Winona, Montgomery County, Mississippi, 1891

Winona, the county seat of Montgomery County, is situated on the Illinois Central rail-road, at its intersection with the Richmond & Danville road, two hundred and seventy-one miles from New Orleans and two hundred and seventy-nine from Cairo. It has a population of twenty-one hundred people, contains between twenty and thirty substantial stores, and does a trade of over half a million dollars a year. Winona has a good bank with ample cap-ital, which moves the extensive cotton business of the town, which amounts to over two thou-sand bales yearly, the bulk of which goes East.

Winona is said to be the name given by an Indian chief to his first-born female child. The building of what is now the Illinois Central railroad caused a small town to spring into existence within two miles of Middleton, then the educational center of Mississippi. The new town was christened Winona, and it soon distanced its older neighbor. Middleton is now a place of the past; its famous schools have been scattered over the state, but Winona lives and grows. Winona has two banks. Its railroad facilities make it a very desirable location for mills and factories of any kind, and such enterprises would receive great encouragement and support in the town. At present there are here two carriage and wagon factories and a gristmill. A compress has been talked of, and will soon be built if it has not been already. Among the other institutions of Winona is the rifle corps, of which it is justly proud, an exceedingly well-drilled body. The town also has a brass band and a capacious public hall.

Winona is in no respect lacking in educational facilities. There are three very well organized public schools, largely attended. Two private academies of a high order are also located here. Winona is in the mineral district in which Duck Hill is the most conspicuous point, and must profit by the general development of the district, some of its capitalists being interested in Duck Hill’s mineral land company.
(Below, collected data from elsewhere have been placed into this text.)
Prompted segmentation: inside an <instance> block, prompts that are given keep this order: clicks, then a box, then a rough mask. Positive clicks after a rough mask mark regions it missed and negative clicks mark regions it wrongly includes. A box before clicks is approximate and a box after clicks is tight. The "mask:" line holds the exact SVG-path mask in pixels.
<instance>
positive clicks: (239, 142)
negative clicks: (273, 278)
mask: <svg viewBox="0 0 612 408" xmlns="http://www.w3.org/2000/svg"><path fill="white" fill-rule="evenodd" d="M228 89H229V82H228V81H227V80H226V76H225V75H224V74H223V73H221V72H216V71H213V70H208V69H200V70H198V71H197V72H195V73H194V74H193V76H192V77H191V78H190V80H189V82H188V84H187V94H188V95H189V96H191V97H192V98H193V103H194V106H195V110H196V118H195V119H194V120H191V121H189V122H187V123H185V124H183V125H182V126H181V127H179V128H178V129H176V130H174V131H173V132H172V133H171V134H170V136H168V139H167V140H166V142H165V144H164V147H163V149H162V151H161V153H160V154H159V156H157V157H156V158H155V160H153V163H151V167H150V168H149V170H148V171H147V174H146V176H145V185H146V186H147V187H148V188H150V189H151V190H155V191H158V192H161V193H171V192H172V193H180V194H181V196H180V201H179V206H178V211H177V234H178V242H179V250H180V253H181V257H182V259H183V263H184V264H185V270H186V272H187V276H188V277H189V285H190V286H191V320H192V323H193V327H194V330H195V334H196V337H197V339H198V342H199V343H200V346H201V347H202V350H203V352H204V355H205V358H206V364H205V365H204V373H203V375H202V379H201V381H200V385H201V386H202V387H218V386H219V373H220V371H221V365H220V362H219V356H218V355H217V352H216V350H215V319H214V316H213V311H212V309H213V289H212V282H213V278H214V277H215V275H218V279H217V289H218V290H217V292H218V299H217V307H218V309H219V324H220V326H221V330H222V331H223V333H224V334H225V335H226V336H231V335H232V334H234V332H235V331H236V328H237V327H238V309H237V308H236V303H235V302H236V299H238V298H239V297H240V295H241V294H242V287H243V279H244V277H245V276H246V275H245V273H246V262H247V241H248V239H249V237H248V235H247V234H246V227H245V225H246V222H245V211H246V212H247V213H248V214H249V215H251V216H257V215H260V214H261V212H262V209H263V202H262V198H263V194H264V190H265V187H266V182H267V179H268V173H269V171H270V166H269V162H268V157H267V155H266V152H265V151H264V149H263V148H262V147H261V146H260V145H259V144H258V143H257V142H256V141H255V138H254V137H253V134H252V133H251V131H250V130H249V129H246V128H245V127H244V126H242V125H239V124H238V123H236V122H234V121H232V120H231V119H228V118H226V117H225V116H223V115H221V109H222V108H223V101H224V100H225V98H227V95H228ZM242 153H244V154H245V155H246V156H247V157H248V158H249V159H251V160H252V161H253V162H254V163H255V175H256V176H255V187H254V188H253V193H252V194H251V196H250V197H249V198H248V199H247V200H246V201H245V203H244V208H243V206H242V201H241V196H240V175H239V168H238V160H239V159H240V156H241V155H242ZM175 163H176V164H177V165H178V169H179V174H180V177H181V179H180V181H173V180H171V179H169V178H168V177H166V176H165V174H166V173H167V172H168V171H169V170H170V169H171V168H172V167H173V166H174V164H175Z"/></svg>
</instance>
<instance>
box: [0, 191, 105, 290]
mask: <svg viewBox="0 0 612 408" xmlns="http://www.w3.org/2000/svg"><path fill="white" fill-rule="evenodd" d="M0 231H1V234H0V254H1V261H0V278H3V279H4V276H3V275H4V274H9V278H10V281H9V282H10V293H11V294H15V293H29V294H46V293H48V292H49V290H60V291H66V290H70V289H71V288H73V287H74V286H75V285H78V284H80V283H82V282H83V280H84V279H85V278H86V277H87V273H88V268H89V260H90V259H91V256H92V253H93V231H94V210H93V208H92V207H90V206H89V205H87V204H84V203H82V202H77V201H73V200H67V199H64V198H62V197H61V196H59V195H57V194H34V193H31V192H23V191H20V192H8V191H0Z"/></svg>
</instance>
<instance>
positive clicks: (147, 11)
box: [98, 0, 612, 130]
Winona has the following named churches: Methodist Episcopal, Presbyterian, Baptist and Christian, all strong of membership and having good houses of worship; and Methodist, Baptist and Presbyterian colored congregations all have adequate buildings. Here are two Masonic lodges, one of white men, the other of blacks. The business buildings in Winona are mostly of brick, and with few exceptions they are large and in every way creditable to their owners and to the town. The Winona Times is published by Walter N. Hurl. It is in its ninth volume, in size a five column quarto. The Winona Democrat was published for a time under that name and was afterward known as the Advocate.

Duck Hill
Duck Hill is the name given to a pleasant little town in Montgomery County, and situated on the Illinois Central railroad between Winona and Grenada, at a distance of two hundred and eighty-two miles from New Orleans, ninety-nine miles from Jackson, and two hundred and sixty-eight miles from Cairo, Illinois. Duck Hill lies in one of the most beautiful valleys in the state, which extends for miles up to the road. Near the town towers the real hill called after the Indian chieftain Duck, while on either side, for miles up the valley, and running back for miles on ridges on either side lie the hills lately discovered to be rich in ores. Almost within a stone’s throw of the town in its rear there appears to be a solid mountain of iron. Professor Johnson, the well-known United States geologist, has distinctly located these ores. A strong company of local and outside capitalists has been formed under a state charter to purchase and to operate these mineral lands.

Other towns in Montgomery County are Lodi, Mayfield, Sawyers and Kilmichael.